Normally we don't need to regularise the bias term of our hypothesis.

During gradient descent you also need to calculate the derivative of those terms.

You can imagine that besides forcing the weights to have lower values, the regularisation will also spread the "concept" across more weights. One way to think about what happens when we regularise is shown below.

For our input x we can have 2 weight vectors w1 or w2. When we multiply our input with our weight vector we will get the same output of 1 for each. However the weight vector w2 is a better choice of weight vector as this will look at more of our input x compared to w1 which only looks at one value of x.

$x = [1,1,1,1]\\w_1=[1,0,0,0]\\w_2=[0.25,0.25,0.25,0.25]\\\therefore w_1^T.x=w_2^T.x=1$

In practice this might reduce performance on our training set but will improve generalisation and thus performance when testing.

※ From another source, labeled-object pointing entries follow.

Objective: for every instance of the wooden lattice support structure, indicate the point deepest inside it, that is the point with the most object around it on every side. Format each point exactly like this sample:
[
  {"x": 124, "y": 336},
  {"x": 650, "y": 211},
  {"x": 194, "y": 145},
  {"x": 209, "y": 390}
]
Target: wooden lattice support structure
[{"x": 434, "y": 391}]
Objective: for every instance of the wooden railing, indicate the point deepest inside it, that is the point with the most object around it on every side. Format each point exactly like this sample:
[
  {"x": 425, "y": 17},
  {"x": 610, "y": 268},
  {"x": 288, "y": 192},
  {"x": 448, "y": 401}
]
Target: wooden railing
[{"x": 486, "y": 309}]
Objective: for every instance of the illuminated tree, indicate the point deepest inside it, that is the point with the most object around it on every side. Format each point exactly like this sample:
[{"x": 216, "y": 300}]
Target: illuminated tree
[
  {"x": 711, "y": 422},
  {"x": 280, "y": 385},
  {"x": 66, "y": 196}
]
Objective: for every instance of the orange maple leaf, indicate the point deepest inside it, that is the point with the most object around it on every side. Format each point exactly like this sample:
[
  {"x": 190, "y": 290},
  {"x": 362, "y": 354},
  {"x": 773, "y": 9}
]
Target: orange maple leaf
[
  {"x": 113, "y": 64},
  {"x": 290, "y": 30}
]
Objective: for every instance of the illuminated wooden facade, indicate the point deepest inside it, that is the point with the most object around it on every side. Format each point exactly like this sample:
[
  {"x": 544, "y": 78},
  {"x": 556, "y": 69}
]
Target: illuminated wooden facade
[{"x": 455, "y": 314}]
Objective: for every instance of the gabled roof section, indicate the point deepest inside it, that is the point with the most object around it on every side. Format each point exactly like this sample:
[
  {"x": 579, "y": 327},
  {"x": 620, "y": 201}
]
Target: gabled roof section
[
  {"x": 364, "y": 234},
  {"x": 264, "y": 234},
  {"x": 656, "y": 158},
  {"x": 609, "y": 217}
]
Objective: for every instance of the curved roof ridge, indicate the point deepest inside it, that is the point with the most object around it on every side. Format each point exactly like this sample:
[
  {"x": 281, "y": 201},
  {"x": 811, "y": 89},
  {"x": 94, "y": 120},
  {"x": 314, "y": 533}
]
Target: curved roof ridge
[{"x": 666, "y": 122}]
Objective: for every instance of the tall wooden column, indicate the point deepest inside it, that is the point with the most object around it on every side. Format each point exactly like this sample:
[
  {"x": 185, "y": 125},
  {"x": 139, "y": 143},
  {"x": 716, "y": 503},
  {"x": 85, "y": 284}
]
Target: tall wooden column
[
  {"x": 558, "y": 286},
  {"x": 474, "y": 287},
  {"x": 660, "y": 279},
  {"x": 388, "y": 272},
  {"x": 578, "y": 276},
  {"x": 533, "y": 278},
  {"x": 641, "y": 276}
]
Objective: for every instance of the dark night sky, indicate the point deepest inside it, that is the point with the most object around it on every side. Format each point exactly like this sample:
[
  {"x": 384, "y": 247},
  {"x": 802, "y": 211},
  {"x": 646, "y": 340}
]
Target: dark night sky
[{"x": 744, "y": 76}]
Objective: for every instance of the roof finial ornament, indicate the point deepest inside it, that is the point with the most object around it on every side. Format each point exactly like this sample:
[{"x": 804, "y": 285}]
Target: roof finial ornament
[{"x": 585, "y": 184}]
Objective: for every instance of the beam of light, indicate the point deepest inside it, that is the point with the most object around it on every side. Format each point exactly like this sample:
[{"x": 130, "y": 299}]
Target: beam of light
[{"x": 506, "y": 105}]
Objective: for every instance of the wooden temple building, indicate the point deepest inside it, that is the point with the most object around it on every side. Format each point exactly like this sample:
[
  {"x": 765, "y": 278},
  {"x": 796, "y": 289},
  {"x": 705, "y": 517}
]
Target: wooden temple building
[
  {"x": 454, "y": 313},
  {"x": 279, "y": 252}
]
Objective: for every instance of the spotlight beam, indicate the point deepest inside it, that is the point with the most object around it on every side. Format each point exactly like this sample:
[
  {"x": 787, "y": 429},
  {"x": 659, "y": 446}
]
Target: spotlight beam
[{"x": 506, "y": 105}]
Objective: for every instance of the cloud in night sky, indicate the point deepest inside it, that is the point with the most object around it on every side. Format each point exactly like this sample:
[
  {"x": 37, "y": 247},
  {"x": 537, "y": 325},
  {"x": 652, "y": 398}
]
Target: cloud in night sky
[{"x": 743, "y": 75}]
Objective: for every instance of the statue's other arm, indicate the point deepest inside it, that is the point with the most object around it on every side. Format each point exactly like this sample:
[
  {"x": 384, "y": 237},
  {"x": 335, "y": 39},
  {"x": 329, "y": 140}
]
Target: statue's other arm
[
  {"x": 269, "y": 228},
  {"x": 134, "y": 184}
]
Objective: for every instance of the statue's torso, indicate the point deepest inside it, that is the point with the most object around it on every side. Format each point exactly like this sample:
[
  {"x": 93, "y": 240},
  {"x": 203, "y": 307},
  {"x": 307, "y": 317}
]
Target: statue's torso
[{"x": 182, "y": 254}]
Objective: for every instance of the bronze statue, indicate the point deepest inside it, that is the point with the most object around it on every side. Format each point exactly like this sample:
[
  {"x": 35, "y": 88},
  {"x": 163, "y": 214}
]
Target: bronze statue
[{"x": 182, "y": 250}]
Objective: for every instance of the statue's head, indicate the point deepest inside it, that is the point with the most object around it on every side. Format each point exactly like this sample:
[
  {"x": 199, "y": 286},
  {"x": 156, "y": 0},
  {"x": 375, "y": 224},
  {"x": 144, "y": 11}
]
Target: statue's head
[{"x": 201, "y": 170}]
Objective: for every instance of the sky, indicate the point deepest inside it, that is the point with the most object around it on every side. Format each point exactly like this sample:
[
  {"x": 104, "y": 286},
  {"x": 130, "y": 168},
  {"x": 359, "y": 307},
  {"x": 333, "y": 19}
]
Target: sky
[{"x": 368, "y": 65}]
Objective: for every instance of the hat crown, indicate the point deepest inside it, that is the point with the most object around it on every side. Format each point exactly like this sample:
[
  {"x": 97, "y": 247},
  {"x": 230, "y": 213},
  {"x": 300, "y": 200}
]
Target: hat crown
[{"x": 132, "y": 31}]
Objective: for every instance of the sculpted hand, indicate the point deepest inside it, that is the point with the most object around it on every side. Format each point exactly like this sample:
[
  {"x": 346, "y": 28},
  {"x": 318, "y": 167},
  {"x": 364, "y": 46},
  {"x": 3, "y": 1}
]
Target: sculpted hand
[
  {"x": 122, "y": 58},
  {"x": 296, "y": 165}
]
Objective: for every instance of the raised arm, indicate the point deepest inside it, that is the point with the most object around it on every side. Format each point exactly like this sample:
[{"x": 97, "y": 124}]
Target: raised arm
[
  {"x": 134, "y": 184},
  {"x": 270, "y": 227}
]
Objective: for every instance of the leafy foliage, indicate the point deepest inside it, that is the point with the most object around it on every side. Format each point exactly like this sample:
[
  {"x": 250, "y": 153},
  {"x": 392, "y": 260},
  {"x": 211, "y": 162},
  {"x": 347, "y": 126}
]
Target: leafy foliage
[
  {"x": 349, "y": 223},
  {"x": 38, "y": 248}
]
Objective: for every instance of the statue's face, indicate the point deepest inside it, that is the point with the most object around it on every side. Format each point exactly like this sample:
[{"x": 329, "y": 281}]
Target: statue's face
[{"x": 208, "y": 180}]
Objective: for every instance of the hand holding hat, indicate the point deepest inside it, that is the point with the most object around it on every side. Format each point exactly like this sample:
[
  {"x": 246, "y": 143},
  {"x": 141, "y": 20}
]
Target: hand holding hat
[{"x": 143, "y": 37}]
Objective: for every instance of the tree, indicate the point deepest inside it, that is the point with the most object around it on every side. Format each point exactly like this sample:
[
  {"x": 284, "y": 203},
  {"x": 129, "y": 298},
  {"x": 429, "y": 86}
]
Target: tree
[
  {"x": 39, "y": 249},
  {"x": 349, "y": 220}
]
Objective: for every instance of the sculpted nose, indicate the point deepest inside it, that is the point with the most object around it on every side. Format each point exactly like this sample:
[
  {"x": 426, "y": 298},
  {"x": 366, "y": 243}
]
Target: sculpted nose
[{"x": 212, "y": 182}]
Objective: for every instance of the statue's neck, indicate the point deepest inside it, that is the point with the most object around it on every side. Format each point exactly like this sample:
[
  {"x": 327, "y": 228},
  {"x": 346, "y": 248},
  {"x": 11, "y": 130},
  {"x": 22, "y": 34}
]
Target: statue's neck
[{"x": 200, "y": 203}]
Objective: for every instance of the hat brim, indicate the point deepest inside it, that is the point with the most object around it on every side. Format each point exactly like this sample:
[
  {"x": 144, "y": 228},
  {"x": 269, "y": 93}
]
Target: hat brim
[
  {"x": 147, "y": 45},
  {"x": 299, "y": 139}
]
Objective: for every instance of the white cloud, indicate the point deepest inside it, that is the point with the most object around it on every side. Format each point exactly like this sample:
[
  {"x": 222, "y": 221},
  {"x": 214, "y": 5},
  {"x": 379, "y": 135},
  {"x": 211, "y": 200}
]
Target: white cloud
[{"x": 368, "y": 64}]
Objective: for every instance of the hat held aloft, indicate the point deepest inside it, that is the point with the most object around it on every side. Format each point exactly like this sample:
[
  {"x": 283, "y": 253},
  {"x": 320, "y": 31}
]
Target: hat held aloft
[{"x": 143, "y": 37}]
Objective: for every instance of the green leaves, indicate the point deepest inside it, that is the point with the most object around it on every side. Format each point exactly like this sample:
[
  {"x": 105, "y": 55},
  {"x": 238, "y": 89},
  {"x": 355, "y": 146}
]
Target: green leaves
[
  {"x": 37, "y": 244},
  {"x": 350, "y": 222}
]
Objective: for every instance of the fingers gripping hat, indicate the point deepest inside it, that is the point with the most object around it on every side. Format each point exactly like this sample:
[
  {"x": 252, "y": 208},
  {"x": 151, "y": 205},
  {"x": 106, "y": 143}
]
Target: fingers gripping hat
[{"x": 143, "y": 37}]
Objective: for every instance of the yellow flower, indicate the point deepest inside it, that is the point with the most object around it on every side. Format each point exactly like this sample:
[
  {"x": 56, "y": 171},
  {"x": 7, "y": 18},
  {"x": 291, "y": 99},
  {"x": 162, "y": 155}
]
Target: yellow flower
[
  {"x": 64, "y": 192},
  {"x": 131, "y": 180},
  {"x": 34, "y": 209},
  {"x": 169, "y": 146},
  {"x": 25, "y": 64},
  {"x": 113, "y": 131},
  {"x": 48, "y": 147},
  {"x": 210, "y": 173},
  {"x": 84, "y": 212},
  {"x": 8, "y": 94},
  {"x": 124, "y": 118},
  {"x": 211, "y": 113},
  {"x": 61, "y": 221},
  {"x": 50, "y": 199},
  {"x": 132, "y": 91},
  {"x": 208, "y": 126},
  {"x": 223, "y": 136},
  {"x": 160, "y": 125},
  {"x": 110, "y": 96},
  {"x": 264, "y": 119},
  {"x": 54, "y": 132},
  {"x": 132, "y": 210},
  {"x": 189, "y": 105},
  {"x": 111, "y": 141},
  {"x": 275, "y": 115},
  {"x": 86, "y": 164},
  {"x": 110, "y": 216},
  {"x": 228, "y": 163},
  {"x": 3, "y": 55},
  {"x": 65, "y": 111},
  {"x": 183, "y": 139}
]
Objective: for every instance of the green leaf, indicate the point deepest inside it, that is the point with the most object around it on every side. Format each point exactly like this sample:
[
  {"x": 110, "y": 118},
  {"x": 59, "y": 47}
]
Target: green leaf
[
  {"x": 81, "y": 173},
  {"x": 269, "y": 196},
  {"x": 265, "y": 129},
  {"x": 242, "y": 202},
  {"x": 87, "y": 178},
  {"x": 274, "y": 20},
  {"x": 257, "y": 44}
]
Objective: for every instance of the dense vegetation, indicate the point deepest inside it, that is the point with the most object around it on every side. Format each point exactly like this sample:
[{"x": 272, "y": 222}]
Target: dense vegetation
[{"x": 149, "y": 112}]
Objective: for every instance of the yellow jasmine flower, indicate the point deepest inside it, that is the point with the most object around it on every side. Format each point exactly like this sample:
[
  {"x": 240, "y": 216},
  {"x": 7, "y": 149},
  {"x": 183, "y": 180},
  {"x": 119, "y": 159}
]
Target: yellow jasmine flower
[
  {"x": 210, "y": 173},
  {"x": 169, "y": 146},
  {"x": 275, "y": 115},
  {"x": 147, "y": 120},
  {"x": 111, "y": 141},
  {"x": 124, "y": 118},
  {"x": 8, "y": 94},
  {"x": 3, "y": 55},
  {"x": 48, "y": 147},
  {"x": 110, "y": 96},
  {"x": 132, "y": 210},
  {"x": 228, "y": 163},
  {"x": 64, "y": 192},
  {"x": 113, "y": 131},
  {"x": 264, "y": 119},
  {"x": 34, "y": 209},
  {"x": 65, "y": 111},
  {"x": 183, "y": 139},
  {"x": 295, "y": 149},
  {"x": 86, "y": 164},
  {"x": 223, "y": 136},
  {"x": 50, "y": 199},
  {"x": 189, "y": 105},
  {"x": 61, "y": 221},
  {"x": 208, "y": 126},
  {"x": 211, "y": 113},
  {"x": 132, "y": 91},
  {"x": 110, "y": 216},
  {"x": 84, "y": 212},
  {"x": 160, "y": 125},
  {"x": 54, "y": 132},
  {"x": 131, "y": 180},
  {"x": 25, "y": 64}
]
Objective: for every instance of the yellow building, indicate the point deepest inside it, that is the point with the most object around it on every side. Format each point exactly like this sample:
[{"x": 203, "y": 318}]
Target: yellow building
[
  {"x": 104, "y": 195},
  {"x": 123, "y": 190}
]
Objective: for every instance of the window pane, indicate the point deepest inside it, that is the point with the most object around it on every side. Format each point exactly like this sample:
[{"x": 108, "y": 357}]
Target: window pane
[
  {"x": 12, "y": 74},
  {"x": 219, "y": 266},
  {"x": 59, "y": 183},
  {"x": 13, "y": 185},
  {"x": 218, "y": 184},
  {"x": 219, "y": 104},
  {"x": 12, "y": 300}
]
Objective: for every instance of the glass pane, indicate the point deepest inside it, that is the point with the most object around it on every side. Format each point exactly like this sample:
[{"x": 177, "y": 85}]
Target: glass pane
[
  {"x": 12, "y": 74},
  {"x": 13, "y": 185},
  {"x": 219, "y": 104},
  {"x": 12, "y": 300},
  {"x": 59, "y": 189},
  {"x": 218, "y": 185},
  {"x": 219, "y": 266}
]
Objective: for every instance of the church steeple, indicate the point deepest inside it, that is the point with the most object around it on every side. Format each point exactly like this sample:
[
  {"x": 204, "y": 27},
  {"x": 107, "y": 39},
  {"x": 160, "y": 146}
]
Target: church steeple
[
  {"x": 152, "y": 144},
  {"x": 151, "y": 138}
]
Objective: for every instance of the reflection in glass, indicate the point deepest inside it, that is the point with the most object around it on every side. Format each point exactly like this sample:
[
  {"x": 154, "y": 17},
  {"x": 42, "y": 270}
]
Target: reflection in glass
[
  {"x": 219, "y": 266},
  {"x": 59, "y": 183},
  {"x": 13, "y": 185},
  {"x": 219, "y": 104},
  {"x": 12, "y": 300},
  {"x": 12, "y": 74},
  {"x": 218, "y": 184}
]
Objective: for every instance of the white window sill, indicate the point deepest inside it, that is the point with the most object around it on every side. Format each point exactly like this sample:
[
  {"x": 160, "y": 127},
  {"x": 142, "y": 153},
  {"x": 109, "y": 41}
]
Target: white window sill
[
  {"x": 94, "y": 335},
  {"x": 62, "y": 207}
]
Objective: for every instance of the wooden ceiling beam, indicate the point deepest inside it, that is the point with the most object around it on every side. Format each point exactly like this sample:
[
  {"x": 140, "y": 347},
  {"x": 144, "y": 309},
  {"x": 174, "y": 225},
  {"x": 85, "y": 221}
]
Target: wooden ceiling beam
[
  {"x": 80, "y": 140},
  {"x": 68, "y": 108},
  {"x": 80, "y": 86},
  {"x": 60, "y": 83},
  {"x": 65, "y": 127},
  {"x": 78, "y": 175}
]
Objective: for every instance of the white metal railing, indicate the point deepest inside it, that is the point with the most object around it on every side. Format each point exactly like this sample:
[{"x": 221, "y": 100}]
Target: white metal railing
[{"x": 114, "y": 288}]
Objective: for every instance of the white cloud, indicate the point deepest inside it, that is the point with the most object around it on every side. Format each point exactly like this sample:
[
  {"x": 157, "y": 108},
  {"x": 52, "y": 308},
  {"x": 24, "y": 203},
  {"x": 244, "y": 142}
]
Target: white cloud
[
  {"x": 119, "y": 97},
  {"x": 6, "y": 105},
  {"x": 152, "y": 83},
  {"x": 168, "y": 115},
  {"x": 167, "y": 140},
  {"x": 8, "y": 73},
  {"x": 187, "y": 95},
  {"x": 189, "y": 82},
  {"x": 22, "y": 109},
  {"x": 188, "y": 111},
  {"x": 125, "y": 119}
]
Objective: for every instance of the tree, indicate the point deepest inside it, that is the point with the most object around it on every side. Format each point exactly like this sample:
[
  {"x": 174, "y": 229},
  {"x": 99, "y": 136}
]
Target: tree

Sometimes our hypothesis needs to have non-linear terms to be able to predict more complex classification/regression problems. We can for instance use Logistic Regression with quadratic terms to capture this complexity. As mentioned earlier this does not scale well for large number of features.

For instance if we would like to classify a 100x100 grayscale image using logistic regression we would need 50 million parameters to include the quadratic terms. Training with this number of features will need at least 10x more images (500 millions) to avoid overfitting. Also the computational cost will be really high.

In the next chapters we will learn other algorithms that scale better for bigger number of features.

As we increase the number of parameters on our model our loss function will start to find multiple local minima. This can be a problem for training because the gradient descent can get stuck in one of them.

Actually some recent papers also try to prove that some of the methods used today (ie: Deep Neural networks) the local-minima is actually really close to the global minima, so you don't need to care about using a Convex loss or about getting stuck in a local-minima.